Deupi Xavier
Laboratory of Biomolecular Research, Paul Scherrer Institut, Villigen, Switzerland.
Methods Mol Biol. 2012;914:219-35. doi: 10.1007/978-1-62703-023-6_13.
A substantial part of the structural and much of the functional information about G protein-coupled receptors (GPCRs) comes from studies on rhodopsin. Thus, analysis tools for detailed structure comparison are key to see to what extent this information can be extended to other GPCRs. Among the methods to evaluate protein structures and, in particular, helix distortions, HELANAL has the advantage that it provides data (local bend and twist angles) that can be easily translated to structural effects, as a local opening/tightening of the helix.In this work I show how HELANAL can be used to extract detailed structural information of the transmembrane bundle of GPCRs, and I provide some examples on how these data can be interpreted to study basic principles of protein structure, to compare homologous proteins and to study mechanisms of receptor activation. Also, I show how in combination with the sequence analysis tools provided by the program GMoS, distortions in individual receptors can be put in the context of the whole Class A GPCR family. Specifically, quantification of the strong proline-induced distortions in the transmembrane bundle of rhodopsin shows that they are not standard proline kinks. Moreover, the helix distortions in transmembrane helix (TMH) 5 and TMH 6 of rhodopsin are also present in the rest of GPCR crystal structures obtained so far, and thus, rhodopsin-based homology models have modeled correctly these strongly distorted helices. While in some cases the inherent "rhodopsin bias" of many of the GPCR models to date has not been a disadvantage, the availability of more templates will clearly result in better homology models. This type of analysis can be, of course, applied to any protein, and it may be particularly useful for the structural analysis of other membrane proteins. A detailed knowledge of the local structural changes related to ligand binding and how they are translated into larger-scale movements of transmembrane domains is key to understand receptor activation.

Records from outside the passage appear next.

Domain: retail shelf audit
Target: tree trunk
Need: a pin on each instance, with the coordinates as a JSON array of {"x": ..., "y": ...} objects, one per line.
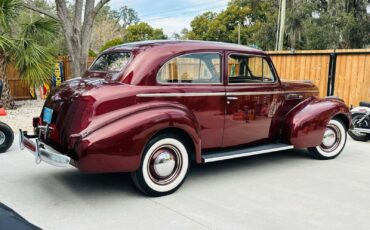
[
  {"x": 77, "y": 32},
  {"x": 6, "y": 97}
]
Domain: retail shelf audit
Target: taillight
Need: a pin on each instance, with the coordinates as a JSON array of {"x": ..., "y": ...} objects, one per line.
[{"x": 36, "y": 121}]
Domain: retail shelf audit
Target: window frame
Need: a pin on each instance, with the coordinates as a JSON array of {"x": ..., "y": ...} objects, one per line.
[
  {"x": 116, "y": 51},
  {"x": 187, "y": 83},
  {"x": 271, "y": 67}
]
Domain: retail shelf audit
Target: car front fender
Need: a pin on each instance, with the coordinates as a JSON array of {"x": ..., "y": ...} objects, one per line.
[
  {"x": 117, "y": 146},
  {"x": 305, "y": 124}
]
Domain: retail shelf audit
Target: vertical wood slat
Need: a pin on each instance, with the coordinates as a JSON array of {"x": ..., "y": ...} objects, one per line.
[
  {"x": 353, "y": 78},
  {"x": 21, "y": 91}
]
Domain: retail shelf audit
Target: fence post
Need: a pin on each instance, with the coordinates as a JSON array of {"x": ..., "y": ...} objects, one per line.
[{"x": 331, "y": 75}]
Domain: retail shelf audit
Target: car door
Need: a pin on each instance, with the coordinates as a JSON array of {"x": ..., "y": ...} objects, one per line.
[
  {"x": 253, "y": 95},
  {"x": 197, "y": 80}
]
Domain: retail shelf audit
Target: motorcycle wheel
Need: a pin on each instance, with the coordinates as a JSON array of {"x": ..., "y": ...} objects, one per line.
[
  {"x": 6, "y": 137},
  {"x": 356, "y": 135}
]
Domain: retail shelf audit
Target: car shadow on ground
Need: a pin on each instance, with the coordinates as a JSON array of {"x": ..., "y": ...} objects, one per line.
[{"x": 93, "y": 185}]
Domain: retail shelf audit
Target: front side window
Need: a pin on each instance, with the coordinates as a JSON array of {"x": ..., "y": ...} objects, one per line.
[
  {"x": 192, "y": 68},
  {"x": 111, "y": 62},
  {"x": 249, "y": 69}
]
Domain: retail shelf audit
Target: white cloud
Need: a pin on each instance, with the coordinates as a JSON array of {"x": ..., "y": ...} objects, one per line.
[{"x": 161, "y": 11}]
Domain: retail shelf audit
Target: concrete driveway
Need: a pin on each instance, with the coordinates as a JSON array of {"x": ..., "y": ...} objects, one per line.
[{"x": 285, "y": 190}]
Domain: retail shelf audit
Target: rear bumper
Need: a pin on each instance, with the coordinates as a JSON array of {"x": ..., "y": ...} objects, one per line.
[{"x": 41, "y": 151}]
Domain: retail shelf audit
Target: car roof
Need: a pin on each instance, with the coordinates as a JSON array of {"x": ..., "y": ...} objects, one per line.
[{"x": 185, "y": 44}]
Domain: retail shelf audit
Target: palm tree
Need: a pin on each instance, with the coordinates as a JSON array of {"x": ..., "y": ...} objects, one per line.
[{"x": 28, "y": 50}]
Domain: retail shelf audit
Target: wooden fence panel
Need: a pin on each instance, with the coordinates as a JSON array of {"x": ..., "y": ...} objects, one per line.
[
  {"x": 18, "y": 88},
  {"x": 352, "y": 81}
]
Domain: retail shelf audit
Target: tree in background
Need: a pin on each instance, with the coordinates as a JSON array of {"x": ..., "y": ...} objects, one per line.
[
  {"x": 138, "y": 32},
  {"x": 257, "y": 19},
  {"x": 142, "y": 31},
  {"x": 77, "y": 23},
  {"x": 111, "y": 24},
  {"x": 27, "y": 46},
  {"x": 310, "y": 24}
]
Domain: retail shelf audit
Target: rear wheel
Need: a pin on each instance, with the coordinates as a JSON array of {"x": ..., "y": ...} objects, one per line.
[
  {"x": 163, "y": 167},
  {"x": 364, "y": 124},
  {"x": 6, "y": 137},
  {"x": 333, "y": 142}
]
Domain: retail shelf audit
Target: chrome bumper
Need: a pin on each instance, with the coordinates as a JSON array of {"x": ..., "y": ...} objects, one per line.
[{"x": 41, "y": 151}]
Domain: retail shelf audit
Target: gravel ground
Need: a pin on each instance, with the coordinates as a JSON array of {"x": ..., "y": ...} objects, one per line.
[{"x": 21, "y": 118}]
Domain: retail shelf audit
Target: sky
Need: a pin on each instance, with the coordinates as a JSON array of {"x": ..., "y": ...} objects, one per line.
[{"x": 170, "y": 15}]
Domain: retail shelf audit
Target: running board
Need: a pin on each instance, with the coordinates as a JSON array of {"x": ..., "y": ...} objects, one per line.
[
  {"x": 361, "y": 130},
  {"x": 236, "y": 153}
]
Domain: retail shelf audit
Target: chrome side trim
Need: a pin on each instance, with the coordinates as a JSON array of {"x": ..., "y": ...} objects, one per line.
[
  {"x": 220, "y": 94},
  {"x": 268, "y": 92},
  {"x": 297, "y": 81},
  {"x": 207, "y": 160},
  {"x": 179, "y": 94}
]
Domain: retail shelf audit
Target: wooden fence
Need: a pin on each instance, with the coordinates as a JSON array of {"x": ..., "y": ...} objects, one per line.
[
  {"x": 344, "y": 73},
  {"x": 21, "y": 91}
]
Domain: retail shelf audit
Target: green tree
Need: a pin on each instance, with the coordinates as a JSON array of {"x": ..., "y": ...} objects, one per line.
[
  {"x": 27, "y": 49},
  {"x": 257, "y": 20},
  {"x": 142, "y": 31},
  {"x": 110, "y": 24}
]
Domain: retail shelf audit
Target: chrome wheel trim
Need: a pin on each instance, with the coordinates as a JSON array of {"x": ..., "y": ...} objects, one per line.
[
  {"x": 2, "y": 137},
  {"x": 165, "y": 164},
  {"x": 331, "y": 138},
  {"x": 354, "y": 122},
  {"x": 340, "y": 140},
  {"x": 174, "y": 179}
]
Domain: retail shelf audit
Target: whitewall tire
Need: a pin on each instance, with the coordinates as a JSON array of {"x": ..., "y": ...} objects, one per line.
[
  {"x": 164, "y": 166},
  {"x": 334, "y": 140}
]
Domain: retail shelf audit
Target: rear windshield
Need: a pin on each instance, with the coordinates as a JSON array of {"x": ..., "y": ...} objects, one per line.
[{"x": 111, "y": 62}]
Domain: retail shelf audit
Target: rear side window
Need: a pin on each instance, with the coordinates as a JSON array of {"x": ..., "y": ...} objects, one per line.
[
  {"x": 249, "y": 69},
  {"x": 197, "y": 68},
  {"x": 111, "y": 62}
]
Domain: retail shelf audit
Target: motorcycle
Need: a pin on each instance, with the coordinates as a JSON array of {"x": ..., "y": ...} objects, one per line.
[
  {"x": 6, "y": 133},
  {"x": 360, "y": 126}
]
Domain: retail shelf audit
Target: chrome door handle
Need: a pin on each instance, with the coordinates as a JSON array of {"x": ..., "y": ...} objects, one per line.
[{"x": 292, "y": 96}]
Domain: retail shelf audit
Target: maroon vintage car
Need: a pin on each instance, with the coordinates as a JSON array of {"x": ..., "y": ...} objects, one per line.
[{"x": 151, "y": 108}]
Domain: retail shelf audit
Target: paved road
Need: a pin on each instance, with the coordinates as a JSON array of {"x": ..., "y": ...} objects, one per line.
[{"x": 285, "y": 190}]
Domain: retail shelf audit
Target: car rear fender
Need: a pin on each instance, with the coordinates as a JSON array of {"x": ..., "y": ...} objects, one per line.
[
  {"x": 305, "y": 124},
  {"x": 360, "y": 110},
  {"x": 118, "y": 145}
]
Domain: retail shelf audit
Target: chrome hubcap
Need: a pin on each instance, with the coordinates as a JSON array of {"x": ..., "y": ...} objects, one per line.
[
  {"x": 329, "y": 137},
  {"x": 2, "y": 137},
  {"x": 332, "y": 138},
  {"x": 165, "y": 164}
]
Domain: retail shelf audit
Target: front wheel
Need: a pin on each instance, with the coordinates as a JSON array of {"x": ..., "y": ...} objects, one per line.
[
  {"x": 333, "y": 142},
  {"x": 365, "y": 124},
  {"x": 6, "y": 137},
  {"x": 163, "y": 167}
]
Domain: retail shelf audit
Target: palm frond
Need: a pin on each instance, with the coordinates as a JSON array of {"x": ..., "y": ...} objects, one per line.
[
  {"x": 34, "y": 63},
  {"x": 43, "y": 30},
  {"x": 5, "y": 44},
  {"x": 9, "y": 9}
]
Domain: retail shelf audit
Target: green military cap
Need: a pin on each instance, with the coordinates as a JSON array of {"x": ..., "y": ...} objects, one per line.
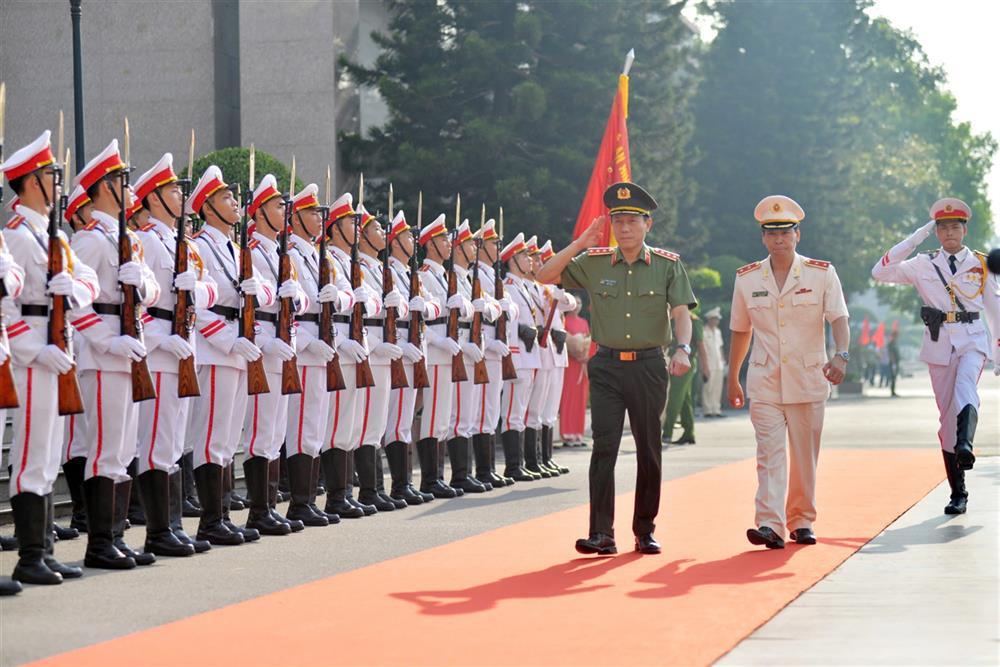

关于G蛋白偶联受体(GPCRs)的大量结构信息和许多功能信息都来自对视紫红质的研究。因此,用于详细结构比较的分析工具是了解这些信息能在多大程度上扩展到其他GPCRs的关键。在评估蛋白质结构,尤其是螺旋扭曲的方法中,HELANAL的优势在于它提供的数据(局部弯曲和扭转角度)可以很容易地转化为结构效应,比如螺旋的局部打开/收紧。在这项工作中,我展示了如何使用HELANAL来提取GPCRs跨膜束的详细结构信息,并提供了一些例子来说明如何解释这些数据以研究蛋白质结构的基本原理、比较同源蛋白质以及研究受体激活机制。此外,我还展示了如何结合程序GMoS提供的序列分析工具,将单个受体中的扭曲置于整个A类GPCR家族的背景下。具体而言,对视紫红质跨膜束中强烈的脯氨酸诱导扭曲的量化表明,它们不是标准的脯氨酸扭结。此外,视紫红质的跨膜螺旋(TMH)5和TMH 6中的螺旋扭曲也存在于迄今为止获得的其他GPCR晶体结构中,因此,基于视紫红质的同源模型正确地模拟了这些严重扭曲的螺旋。虽然在某些情况下,迄今为止许多GPCR模型固有的“视紫红质偏差”并不是一个劣势,但更多模板的可用性显然会产生更好的同源模型。当然,这种类型的分析可以应用于任何蛋白质,并且它可能对其他膜蛋白的结构分析特别有用。了解与配体结合相关的局部结构变化以及它们如何转化为跨膜结构域的更大规模运动是理解受体激活的关键。